What these prices are telling us is that something big, ugly and damaging is happening within the banking sector. We just don’t know exactly what yet. And if you remember your history, this is eerily similar to how things went south so quickly in 2008. The banks started catching the sniffles, and soon after, Hank Paulson was on his knees begging Congress for the authority to stave off a full meltdown of the banking system.
And then there’s Energy. Can it be that the price of a barrel of oil was over $70 just 10 months ago? And over $100 five short months before that? Yesterday it was below $30. As we’ve been warning about here at Peak Prosperity, the carnage that collapse in price is going to wreak across the highly-leveraged companies in the Energy sector is going to be biblical. Not to mention the many other sectors that service the energy industry (trucking, housing, retail, infrastructure development, etc). We are just beginning to see the very early-stage ramifications, but in the words of Bachman Turner Overdrive: You ain’t seen nothin’ yet.
Conclusion
My point here is that the worm has turned.
All the stimulus and intervention undertaken by the Fed et al gave us five pleasant years (2010-2014) of rising stock, bond and home prices that allowed us to pretend that the 2008 credit crisis was a one-time event.
2015 proved to be the year that reality intervened. The rocket ride we were on hit its zenith, and things hung precariously there.

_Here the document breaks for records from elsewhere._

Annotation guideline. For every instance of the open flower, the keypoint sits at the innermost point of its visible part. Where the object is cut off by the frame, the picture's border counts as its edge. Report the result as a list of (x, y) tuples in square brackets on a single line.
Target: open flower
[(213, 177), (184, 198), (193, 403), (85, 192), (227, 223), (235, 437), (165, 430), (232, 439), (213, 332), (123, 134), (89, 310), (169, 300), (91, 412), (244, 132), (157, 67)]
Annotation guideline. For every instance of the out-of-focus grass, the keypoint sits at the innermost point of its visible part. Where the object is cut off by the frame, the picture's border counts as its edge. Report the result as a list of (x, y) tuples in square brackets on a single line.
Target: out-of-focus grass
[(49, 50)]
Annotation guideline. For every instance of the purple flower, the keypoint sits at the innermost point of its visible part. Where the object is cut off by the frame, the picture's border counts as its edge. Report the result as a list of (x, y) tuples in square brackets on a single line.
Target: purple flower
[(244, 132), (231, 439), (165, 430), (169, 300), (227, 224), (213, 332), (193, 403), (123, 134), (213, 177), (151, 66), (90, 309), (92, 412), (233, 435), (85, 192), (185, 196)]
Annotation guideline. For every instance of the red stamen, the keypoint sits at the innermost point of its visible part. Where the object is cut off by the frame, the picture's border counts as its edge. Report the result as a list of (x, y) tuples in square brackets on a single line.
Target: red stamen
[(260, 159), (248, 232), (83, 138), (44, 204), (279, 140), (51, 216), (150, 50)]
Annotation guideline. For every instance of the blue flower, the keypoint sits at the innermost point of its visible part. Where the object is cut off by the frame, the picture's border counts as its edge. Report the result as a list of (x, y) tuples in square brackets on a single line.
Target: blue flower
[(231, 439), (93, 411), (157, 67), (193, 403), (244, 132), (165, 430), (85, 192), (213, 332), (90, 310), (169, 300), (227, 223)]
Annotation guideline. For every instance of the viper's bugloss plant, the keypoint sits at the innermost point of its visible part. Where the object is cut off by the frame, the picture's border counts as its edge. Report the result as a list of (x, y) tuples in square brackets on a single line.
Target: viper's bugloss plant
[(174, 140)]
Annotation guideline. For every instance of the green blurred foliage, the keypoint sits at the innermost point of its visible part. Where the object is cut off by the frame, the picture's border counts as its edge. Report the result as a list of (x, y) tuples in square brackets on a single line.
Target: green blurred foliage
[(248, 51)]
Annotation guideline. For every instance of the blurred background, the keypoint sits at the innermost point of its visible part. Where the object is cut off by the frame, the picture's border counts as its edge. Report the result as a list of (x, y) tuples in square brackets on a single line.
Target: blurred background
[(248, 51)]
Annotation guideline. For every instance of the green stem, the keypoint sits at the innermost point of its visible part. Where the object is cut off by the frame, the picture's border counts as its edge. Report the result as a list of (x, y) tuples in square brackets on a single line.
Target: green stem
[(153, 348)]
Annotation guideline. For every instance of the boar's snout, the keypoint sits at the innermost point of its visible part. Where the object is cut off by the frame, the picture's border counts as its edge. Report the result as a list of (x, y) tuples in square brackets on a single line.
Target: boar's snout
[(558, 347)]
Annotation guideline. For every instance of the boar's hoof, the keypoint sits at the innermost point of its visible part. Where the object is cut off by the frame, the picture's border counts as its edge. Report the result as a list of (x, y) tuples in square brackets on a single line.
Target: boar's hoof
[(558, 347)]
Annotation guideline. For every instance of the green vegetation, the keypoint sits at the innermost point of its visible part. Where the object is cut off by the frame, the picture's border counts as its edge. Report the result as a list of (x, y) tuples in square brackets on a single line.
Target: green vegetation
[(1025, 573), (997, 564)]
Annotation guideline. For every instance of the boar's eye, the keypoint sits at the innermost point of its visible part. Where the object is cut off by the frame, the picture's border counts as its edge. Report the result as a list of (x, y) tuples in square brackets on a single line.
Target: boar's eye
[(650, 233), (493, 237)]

2016 is fast proving to be the year that the laws of physics are starting to matter again, and our rocket is now beginning its descent back to Planet Earth. How far we fall this year vs next is still unknown, but the direction of the trajectory is becoming increasingly hard to dispute. And as we lose altitude, we’re going to start losing jobs along with it.
So, for anyone reading this who is a salaried employee, a very important question to ask yourself is: Do I have a Plan B in place if I get unexpectedly laid off this year or next?
I’m not trying to frighten anyone unnecessarily. But I do see the probability of wide-scale jobs losses as materially higher this year than it was just a few short months ago. And with the headlines in the news today, things can easily accelerate further from here.
If you do not have a confidence-inspiring Plan B lined up yet, remember that the best time to plan for crisis is before it arrives. Spend time asking yourself what you would do in the aftermath of a pink slip. Save a greater percentage of your income, line up professional contacts, conduct informational interviews, and develop any needed new skills now — so that if you ever do need to turn to them, they’re already there to support you. A lot of the process for doing this is detailed in our book on career transition, and our related podcasts with career coach Jennifer Winn and the Johnson O’Connor Foundation are helpful resources, too.
Investing in the other Forms of Capital (besides money) that we detail in Prosper! will only help add to your resilience, as well. Especially Emotional Capital. Dealing with job loss is stressful by itself, but potentially doing so in the midst of another punishing Great Recession would place challenging strain on any of us. Working to improve our emotional ability to deal with setback, as well as perhaps doing the same with Social Capital — ensuring you have a community to support you through any tough times — just makes good sense.